Não existe uma lei explícita contra a homossexualidade no Egito, mas nossa investigação descobriu que o crime de “libertinagem” – uma lei de trabalho sexual – está sendo usado para criminalizar a comunidade LGBT.
As transcrições enviadas em relatórios de prisão policial mostram como os policiais estão posando online para procurar – e em alguns casos supostamente fabricar evidências contra – pessoas LGBT que procuram encontros online.
Eles revelam como a polícia inicia conversas de texto com seus alvos.
Polícia: Você já dormiu com homens antes?
Usuário do aplicativo: Sim
Polícia: Que tal nos encontrarmos?
Usuário do aplicativo: Mas eu moro com a mamãe e o papai
Existem mais exemplos que são muito explícitos para serem publicados.
É extremamente difícil para as pessoas LGBT encontrarem abertamente possíveis namorados em público no Egito, então os aplicativos de namoro são uma maneira popular de fazer isso. Mas apenas usar os aplicativos – independentemente da sua sexualidade – pode ser motivo de prisão com base no incitamento à libertinagem ou nas leis de moralidade pública no Egito.

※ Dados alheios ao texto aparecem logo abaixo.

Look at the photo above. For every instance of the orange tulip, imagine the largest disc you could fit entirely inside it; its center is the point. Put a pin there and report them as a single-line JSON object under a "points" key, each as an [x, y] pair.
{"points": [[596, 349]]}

Não são apenas os egípcios que estão sendo visados. Em uma transcrição, a polícia descreve a identificação de um estrangeiro, que estamos chamando de Matt, no popular aplicativo de namoro gay Grindr. Um informante da polícia então conversou com Matt e – diz a transcrição – ele “admitiu sua perversão, sua disposição de se envolver em libertinagem de graça e enviou fotos de si mesmo e de seu corpo”.
Matt disse à BBC que foi posteriormente preso, acusado de “devassidão” e eventualmente deportado.
Confirmação
Em 2020, Ahmed Taher, ex-assistente do Ministro do Interior para Crimes na Internet e Tráfico Humano, disse ao jornal Ahl Masr: “Recrutamos policiais no mundo virtual para descobrir as massas de festas de sexo grupal, reuniões homossexuais.”
O Escritório de Desenvolvimento e Comunidade Estrangeira do Reino Unido disse à BBC que nenhum financiamento do Reino Unido foi destinado ao treinamento da polícia egípcia em atividades relevantes para as reivindicações feitas na investigação.
A deputada do Reino Unido Alicia Kearns, presidente do Comitê de Relações Exteriores, disse à BBC que queria que mais fosse feito para alertar os viajantes LGBT sobre os riscos em países como o Egito, “onde sua sexualidade pode ser armada contra eles”.
“Peço ao governo egípcio que cesse todas as atividades que visam indivíduos com base em sua orientação sexual.”
O governo egípcio não respondeu ao pedido de comentário da BBC.
O aplicativo WhosHere foi referenciado em quase todas as transcrições policiais às quais a BBC teve acesso.
Hackers
Especialistas em privacidade cibernética nos disseram que WhosHere parece ter vulnerabilidades específicas, permitindo que hackers extraiam informações sobre seus usuários – como localização – em grande escala.
E eles dizem que a maneira como o WhosHere está coletando e armazenando dados provavelmente viola as leis de privacidade do Reino Unido e da UE.
Foi somente depois que a BBC abordou formalmente o WhosHere que o aplicativo mudou suas configurações, removendo a seleção “procurando pelo mesmo sexo”, que poderia colocar as pessoas em risco de identificação.
WhosHere contesta as descobertas da BBC sobre vulnerabilidades e diz que eles têm um histórico robusto de lidar com problemas quando levantados. E que não operam nenhum serviço específico para a comunidade LGBT no Egito.
O Grindr, também usado como um aplicativo pela polícia e criminosos para encontrar pessoas LGBT no Egito, disse: “Trabalhamos extensivamente com ativistas egípcios LGBTQ, defensores internacionais dos direitos humanos e tecnólogos focados em segurança para melhor atender nossos usuários na região”.
Os defensores da comunidade LGBT, muitos deles no exílio, estão divididos sobre se os problemas no Egito devem ser destacados na mídia ou resolvidos nos bastidores.